米SiFly Aviationは2026年5月12日(現地時間)、1つの拠点から複数のドローンを運用できるインフラ基盤「DronePort」を発表した。従来のドローンドックを機体ごとに増設していく方式に代え、発着、充電、ミッション管理、保守を1つのシステムに集約することで、広域運用に対応する構成を打ち出した。
同社によると、DronePortは1拠点で複数機の運用を支え、従来のドック型システムと比べてノード当たりの運用カバレッジを5倍、導入コストを最大10分の1に抑えられるという。

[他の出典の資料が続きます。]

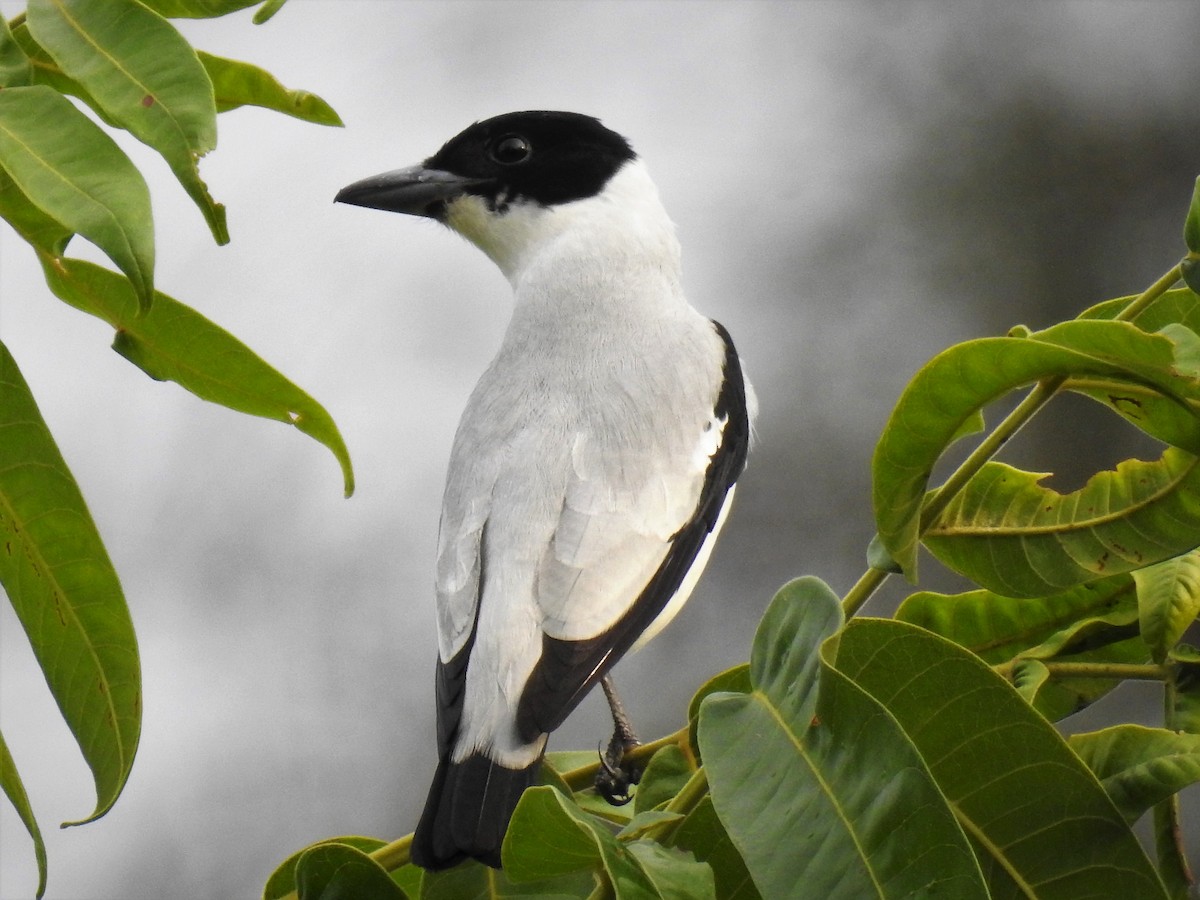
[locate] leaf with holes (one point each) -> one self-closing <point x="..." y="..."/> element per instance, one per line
<point x="1091" y="623"/>
<point x="1011" y="534"/>
<point x="1168" y="601"/>
<point x="65" y="592"/>
<point x="1138" y="766"/>
<point x="174" y="342"/>
<point x="957" y="383"/>
<point x="238" y="84"/>
<point x="144" y="76"/>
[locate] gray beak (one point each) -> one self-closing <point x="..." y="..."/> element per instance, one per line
<point x="415" y="191"/>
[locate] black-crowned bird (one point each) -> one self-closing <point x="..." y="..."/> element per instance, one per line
<point x="593" y="466"/>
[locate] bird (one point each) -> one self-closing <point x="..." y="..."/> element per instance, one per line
<point x="592" y="468"/>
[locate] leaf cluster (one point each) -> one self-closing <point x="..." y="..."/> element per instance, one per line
<point x="72" y="72"/>
<point x="917" y="756"/>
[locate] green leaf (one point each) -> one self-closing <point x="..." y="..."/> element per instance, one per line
<point x="1092" y="623"/>
<point x="675" y="874"/>
<point x="1180" y="306"/>
<point x="174" y="342"/>
<point x="268" y="10"/>
<point x="37" y="228"/>
<point x="15" y="70"/>
<point x="197" y="9"/>
<point x="813" y="765"/>
<point x="703" y="835"/>
<point x="1027" y="801"/>
<point x="474" y="881"/>
<point x="237" y="84"/>
<point x="736" y="681"/>
<point x="1139" y="767"/>
<point x="549" y="837"/>
<point x="144" y="76"/>
<point x="665" y="774"/>
<point x="65" y="592"/>
<point x="10" y="781"/>
<point x="46" y="71"/>
<point x="283" y="880"/>
<point x="1168" y="601"/>
<point x="959" y="382"/>
<point x="1192" y="223"/>
<point x="339" y="871"/>
<point x="1191" y="271"/>
<point x="1011" y="534"/>
<point x="73" y="173"/>
<point x="1030" y="676"/>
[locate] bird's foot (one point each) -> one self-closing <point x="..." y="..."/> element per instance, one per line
<point x="617" y="773"/>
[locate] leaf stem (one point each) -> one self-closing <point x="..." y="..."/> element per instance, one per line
<point x="990" y="445"/>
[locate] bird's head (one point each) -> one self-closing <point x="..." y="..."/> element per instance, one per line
<point x="501" y="181"/>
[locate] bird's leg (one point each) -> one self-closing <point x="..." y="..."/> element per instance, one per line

SiFlyは、点在配置が前提だった既存ドック型では、広域展開時にコストとカバー範囲の両面で限界があったとしている。
同システムは、SiFlyの長時間飛行型ドローン「Q12」と組み合わせることで、長い飛行時間と広い航続性能を生かした継続監視を想定する。用途としては、Drone as First Responder(DFR)向けの公共安全運用のほか、ユーティリティ、パイプライン、鉄道、農業など、線状・広域エリアの点検や監視を挙げている。
SiFlyはあわせて、対象エリアや任務条件から必要なドローン数とDronePort数を試算できる「DronePort Network Planner」も投入した。初期導入は2026年中を見込んでいる。米カリフォルニア州サンタクララに本拠を置く同社は、公共安全や重要インフラ点検、企業向け運用を対象に、長時間飛行型の自律飛行システムを展開している。